Tasse più care sulle sigarette, sugli affitti brevi e sulla vendita di case ristrutturate col superbonus. Ma anche sul latte in polvere per i neonati e sugli assorbenti. Insomma per le donne e le madri non sembra esserci pace. E meno male che questo governo voleva incentivare la natalità.
Certo, tra i 91 articoli della Manovra, che inizia il suo iter di approvazione alla Camera, sono presenti sgravi per le ‘working mums’ e il bonus asili nido viene rafforzato, ma il rigore di alcune scelte sembra eccessivo.
Soprattutto perché, ad esempio, l’auspicio per quanto riguarda i prodotti igienici femminili era piuttosto quello dell’azzeramento dell’iva, essendo assorbenti, tamponi e co. necessari e non beni di lusso come fino a poco tempo fa erano considerati.
Sale l’Iva per latte e assorbenti
L’Iva sugli assorbenti (la cosiddetta Tampon Tax) e sul latte per la prima infanzia risale dal 5% al 10%. Almeno questo è quanto prevede la bozza del ddl Bilancio allo studio del Parlamento.
In particolare torna al 10% l’aliquota per le voci “prodotti assorbenti, e tamponi destinati alla protezione dell’igiene femminile; coppette mestruali”.

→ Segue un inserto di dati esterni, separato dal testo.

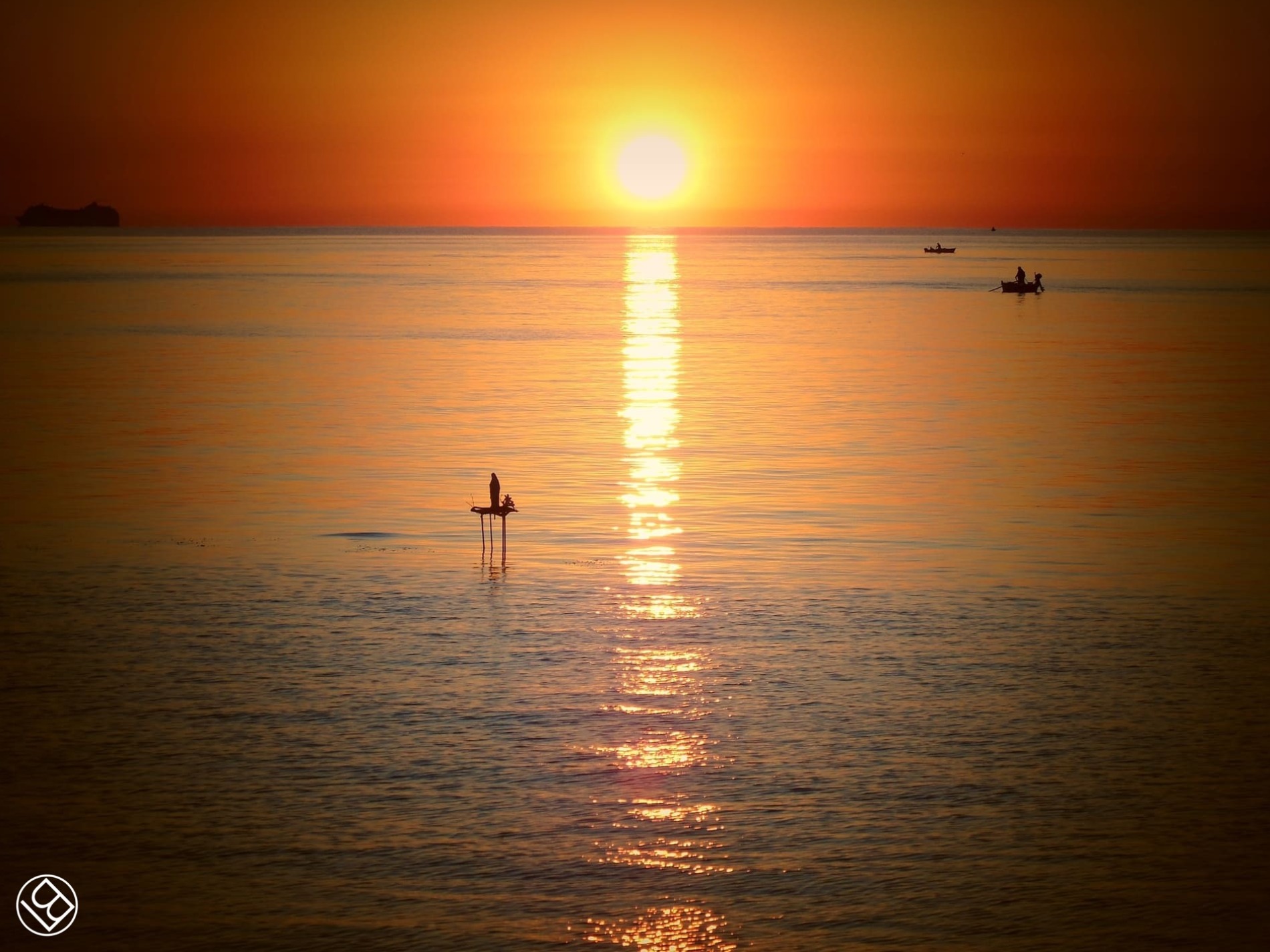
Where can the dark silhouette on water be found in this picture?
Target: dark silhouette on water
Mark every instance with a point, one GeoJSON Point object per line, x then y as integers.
{"type": "Point", "coordinates": [495, 508]}
{"type": "Point", "coordinates": [90, 216]}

E poi “latte in polvere o liquido per l’alimentazione dei lattanti o dei bambini nella prima infanzia, condizionato per la vendita al minuto; estratti di malto; preparazioni per l’alimentazione dei fanciulli, per usi dietetici o di cucina, a base di farine, semolini, amidi, fecole o estratti di malto, anche addizionate di cacao in misura inferiore al 50 per cento in peso “.
Insomma essere neo mamme o donne costa, e costa caro. Ed avere il ciclo mestruale significa pagare un prezzo altissimo, per circa metà della propria vita. Un prezzo che, invece di essere abbattuto, come accade in altri Paesi, torna ad alzarsi.
Il percorso dell’aliquota sui prodotti femminili
Fino a un anno e mezzo fa la situazione era ben più grave, è vero. L’Iva su questi prodotti era infatti ferma al 22%, fino a quando un primo abbassamento c’era effettivamente stato con l’esecutivo guidato da Mario Draghi, che l’aveva portata al 10%. Un passo avanti che ai più non sembrava abbastanza.

Le proposte per arrivare almeno al 4% come gli altri beni di prima necessità, o ancora meglio per azzerare questa tassa, negli anni, sono state depositate e mai discusse in Parlamento.
La manovra dello scorso anno, il primo al governo per Giorgia Meloni, aveva portato l’aliquota al 5% per i prodotti per la protezione dell’igiene intima femminile, i tamponi e gli assorbenti e alcuni prodotti per l’infanzia.
E ora? Con la bozza della Legge di Bilancio 2024 si torna indietro. Di nuovo per questioni economiche, ma dello Stato, non delle sue cittadine: se l’inflazione sale e si mangia le risorse, la spesa torna a pesare sulle tasche delle italiane.
Il prezzo da pagare per essere donna
Ma quindi, quanto costa essere una donna nel nostro Paese?
Sono 21 milioni quelle in età fertile che ogni mese hanno bisogno di assorbenti e tamponi, e nel corso della vita ciascuna ne utilizza fino a 12mila.
Se ogni confezione costa in media 4-5 euro, e una al mese di solito non basta, alla fine dell’anno la spesa si aggira tra i 130 e i 150 euro. Ora l’imposta peserà circa 15 euro in più l’anno.
“Il Governo ha un talento straordinario nel rimangiarsi le promesse. La scelta di aumentare l’Iva per i prodotti per l’infanzia e gli assorbenti, infatti, va nella direzione opposta a quel che dichiara.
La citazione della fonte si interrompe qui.